Les autorités américaines ont discrètement ajusté leur politique migratoire en matière de visas, en excluant finalement les médecins étrangers du gel récemment mis en place dans le cadre de l’interdiction de voyage.

Selon plusieurs sources concordantes, cette mesure de suspension, qui concernait le traitement de certains visas pour des ressortissants de plusieurs pays, s’appliquait initialement aussi aux professionnels de santé étrangers. Une situation qui a rapidement suscité des inquiétudes dans le secteur hospitalier, déjà confronté à une pénurie de personnel médical.

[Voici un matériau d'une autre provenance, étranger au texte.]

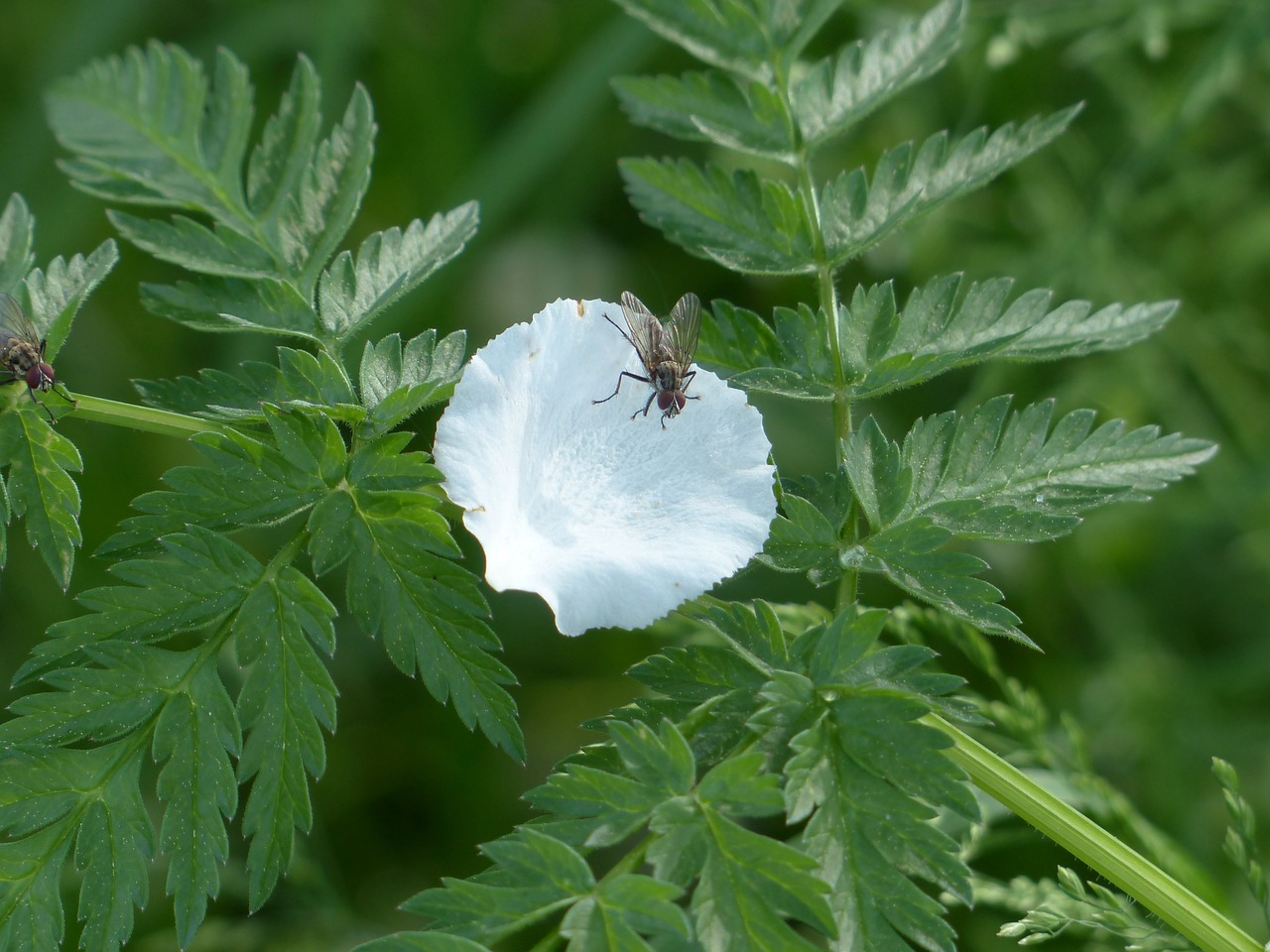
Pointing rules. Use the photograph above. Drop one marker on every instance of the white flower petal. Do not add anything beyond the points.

Face à ces tensions, le Department of Homeland Security (DHS) a opéré un revirement. Une mise à jour administrative, publiée sans communication officielle, précise désormais que les demandes de visas concernant les médecins continueront d’être traitées.

Ce changement de cap s’explique notamment par la dépendance du système de santé américain à la main-d’œuvre étrangère. Dans de nombreux établissements, les médecins internationaux jouent un rôle clé, en particulier dans les zones sous-dotées.

Cette décision illustre ainsi un arbitrage entre impératifs migratoires et besoins économiques, les autorités cherchant à maintenir l’équilibre entre contrôle des flux et continuité des services essentiels.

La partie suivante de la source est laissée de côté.